In the September's survey, TSG found only 27% of merchants supported the EMV cards. Although TSG expect a 44% increase in December, but the latest result showed lower number. TSG found three hurdles that delay implementation, they are payment processor readiness, gateway readiness and technical staff resource availability

"It appeared that some merchants delayed EMV migration completely until the holiday season ended to prevent friction and confusion at the checkout line," Jared Drieling, business intelligence manager at TSG told CNBC.

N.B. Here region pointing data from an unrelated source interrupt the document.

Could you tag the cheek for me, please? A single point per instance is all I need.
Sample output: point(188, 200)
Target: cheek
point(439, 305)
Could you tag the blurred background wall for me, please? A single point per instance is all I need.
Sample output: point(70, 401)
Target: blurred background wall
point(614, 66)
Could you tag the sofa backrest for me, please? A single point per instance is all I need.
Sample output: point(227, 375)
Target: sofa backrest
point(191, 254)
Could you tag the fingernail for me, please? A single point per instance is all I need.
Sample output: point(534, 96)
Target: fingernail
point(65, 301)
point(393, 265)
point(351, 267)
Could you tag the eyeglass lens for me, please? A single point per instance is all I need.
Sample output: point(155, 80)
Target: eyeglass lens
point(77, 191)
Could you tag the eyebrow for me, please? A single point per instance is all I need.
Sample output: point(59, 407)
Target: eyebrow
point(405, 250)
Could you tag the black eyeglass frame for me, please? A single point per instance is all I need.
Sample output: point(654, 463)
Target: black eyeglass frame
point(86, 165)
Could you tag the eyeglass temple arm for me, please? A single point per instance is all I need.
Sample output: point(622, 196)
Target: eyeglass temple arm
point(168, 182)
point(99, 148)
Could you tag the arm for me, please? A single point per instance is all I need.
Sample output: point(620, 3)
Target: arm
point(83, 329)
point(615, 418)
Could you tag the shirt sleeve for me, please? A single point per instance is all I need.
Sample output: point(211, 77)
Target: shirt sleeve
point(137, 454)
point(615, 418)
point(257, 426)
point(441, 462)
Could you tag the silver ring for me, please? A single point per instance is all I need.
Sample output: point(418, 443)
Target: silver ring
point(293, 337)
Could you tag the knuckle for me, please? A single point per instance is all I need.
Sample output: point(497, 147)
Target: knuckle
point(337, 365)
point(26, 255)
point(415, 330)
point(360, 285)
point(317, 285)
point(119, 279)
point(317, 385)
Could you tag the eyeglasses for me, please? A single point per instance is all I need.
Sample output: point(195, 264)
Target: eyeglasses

One prominent case is the security issue in San Diego Metropolitan Transit System (MTS). KPBS reported that although it has used a smart chip, but San Diego MTS admitted that its Compass Card collection system does not comply with Payment Card Industry Data Security Standards, (PCI DSS). MTS has hired AppliedTrust, a data security firm to strengthen its data protection and comply with the security standard.

EMV is a technology to protect consumers and merchants from fraud. However, incomplete adoption of cards and its readers will keep both both consumers and merchants vulnerable.